Lhotse Expedition, for those seeking the ultimate challenge, will summit the main peak of Lhotse, the 4th highest point in the world. Beaten back severely at the first attempt in 1955, Lhotse was conquered for the very first time in 1956 by the Swiss expedition team.

Lhotse (8516m), sitting quietly alongside Everest and connected by the South Col, was previously thought by Sherpas to be a minor peak of Everest, hence its name, Lhotse, meaning “South Peak”. Lhotse however, is by no means a lesser peak or challenge for that matter. In fact, some even consider Lhotse to be more of a climber’s mountain than Everest.

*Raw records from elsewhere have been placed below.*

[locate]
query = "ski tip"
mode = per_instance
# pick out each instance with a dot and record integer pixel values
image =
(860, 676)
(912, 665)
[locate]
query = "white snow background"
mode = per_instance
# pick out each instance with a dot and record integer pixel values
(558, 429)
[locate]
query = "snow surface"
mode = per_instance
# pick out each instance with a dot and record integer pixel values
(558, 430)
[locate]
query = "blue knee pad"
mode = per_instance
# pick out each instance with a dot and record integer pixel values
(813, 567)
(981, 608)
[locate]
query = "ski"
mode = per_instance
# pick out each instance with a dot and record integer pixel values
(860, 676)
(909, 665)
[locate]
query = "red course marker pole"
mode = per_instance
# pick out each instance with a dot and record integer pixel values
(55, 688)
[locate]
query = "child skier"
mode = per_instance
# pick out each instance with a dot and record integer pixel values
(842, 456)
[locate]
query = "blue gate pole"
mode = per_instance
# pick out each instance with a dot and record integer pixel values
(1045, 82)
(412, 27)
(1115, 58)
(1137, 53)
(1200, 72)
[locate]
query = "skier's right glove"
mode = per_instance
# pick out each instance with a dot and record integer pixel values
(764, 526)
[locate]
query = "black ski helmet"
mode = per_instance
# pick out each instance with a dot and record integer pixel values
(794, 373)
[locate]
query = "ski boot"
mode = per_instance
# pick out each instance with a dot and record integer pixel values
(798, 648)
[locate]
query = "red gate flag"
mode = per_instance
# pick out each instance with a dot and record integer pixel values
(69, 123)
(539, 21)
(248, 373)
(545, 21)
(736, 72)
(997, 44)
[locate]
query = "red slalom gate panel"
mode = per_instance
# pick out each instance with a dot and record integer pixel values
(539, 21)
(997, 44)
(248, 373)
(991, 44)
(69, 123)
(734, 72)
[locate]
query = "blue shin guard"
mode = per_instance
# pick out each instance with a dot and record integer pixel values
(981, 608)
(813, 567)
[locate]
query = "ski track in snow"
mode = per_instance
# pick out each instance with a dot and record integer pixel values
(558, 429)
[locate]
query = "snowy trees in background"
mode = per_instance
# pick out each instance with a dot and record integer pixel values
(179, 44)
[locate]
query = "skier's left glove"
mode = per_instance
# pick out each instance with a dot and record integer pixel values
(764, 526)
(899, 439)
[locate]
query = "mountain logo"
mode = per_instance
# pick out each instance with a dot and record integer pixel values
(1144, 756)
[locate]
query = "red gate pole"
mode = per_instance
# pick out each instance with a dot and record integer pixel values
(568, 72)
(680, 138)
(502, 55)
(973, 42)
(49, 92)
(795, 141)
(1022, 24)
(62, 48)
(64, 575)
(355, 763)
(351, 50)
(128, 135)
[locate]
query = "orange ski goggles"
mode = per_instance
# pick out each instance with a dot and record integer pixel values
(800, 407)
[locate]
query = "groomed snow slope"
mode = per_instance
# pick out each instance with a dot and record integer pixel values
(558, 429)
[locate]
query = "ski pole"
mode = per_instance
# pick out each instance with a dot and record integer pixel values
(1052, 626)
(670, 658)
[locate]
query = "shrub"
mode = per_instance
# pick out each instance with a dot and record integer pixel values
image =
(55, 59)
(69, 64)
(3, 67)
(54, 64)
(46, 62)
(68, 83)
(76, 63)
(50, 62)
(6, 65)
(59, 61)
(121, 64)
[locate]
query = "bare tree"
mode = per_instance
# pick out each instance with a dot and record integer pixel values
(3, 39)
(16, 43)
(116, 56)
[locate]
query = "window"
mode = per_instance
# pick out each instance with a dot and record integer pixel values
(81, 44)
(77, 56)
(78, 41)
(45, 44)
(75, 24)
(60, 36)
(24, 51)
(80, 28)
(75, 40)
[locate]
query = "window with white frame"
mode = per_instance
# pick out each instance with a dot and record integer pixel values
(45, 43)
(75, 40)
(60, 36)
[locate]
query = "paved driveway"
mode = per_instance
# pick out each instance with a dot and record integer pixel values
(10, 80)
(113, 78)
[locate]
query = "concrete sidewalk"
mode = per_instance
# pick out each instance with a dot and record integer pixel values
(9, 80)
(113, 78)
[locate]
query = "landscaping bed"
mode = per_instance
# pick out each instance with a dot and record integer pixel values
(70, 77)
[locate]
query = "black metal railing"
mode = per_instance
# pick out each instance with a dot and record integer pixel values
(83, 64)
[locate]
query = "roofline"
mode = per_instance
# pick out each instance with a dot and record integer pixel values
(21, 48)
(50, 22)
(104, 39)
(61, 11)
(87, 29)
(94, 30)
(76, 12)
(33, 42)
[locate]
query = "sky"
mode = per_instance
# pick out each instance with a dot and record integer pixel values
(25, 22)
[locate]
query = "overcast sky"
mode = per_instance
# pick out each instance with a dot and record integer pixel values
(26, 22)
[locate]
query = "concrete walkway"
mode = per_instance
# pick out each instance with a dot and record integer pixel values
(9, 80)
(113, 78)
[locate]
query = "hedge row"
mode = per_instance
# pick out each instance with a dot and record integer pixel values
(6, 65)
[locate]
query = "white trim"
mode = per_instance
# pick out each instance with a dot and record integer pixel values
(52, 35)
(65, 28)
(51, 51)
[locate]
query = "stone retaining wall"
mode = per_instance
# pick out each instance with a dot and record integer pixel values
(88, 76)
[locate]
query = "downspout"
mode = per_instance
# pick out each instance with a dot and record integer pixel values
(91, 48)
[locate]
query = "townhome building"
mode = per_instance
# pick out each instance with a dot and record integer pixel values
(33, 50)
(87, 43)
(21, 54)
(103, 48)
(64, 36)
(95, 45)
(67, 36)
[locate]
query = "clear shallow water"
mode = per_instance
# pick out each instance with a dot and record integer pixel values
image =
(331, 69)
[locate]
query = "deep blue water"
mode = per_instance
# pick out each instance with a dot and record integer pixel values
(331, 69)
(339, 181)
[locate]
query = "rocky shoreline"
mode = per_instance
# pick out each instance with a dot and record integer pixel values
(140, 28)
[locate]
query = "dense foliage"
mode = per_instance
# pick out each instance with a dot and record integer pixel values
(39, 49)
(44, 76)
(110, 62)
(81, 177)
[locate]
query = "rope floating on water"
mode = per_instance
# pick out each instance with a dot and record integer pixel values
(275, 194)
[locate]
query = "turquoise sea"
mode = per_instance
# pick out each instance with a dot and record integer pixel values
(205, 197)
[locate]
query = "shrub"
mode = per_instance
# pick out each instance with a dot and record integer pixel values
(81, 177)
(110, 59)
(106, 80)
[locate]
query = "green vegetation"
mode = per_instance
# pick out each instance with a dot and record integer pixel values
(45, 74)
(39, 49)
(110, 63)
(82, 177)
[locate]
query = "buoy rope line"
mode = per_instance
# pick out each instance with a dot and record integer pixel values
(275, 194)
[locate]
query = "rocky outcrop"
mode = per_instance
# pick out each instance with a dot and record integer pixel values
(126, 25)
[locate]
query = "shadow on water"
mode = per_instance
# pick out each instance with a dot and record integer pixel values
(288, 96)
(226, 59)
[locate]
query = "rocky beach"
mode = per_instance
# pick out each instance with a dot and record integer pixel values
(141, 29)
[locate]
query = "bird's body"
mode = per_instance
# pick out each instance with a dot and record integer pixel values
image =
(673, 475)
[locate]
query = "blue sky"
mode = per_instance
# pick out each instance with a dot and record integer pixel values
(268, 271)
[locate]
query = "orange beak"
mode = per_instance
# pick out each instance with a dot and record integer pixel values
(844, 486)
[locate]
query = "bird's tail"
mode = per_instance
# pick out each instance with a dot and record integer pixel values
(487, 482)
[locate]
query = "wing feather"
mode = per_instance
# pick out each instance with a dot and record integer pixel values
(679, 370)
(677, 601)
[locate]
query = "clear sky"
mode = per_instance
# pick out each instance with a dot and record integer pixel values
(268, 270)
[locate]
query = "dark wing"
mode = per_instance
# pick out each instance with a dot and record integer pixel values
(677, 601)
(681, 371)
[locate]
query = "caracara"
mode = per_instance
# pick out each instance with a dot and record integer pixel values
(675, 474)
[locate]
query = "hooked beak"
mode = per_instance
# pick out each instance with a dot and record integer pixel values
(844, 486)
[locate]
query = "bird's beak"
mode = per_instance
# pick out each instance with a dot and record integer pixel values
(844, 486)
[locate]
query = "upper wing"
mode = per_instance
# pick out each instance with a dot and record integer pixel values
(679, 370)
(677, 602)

Lhotse expedition initially shares the same route as Everest to Camp 3, passing through the Khumbu Icefall, the Western Cwn, and crossing the Yellow Band. Above the Yellow Band, the route ventures to the right towards rock shelves to Camp 4.

The final summit route to Lhotse climbs steeply through the upper Lhotse Face to a couloir that provides fast access to the summit. From the top of the couloir it’s a short but exposed ridge climb to the summit.

Lhotse expedition has taken away many by the dangerous icy fangs and was not submitted for the entire period from 2014 to 2016 due to series of incidents, but was finally again conquered in May 2017. And though like any other extreme high altitude climb, where dangers are lurking at every height, there is no dearth for enthusiasm, passion and courage of the ultimate alpinists to triumph over the mighty giant of a Lhotse time and again!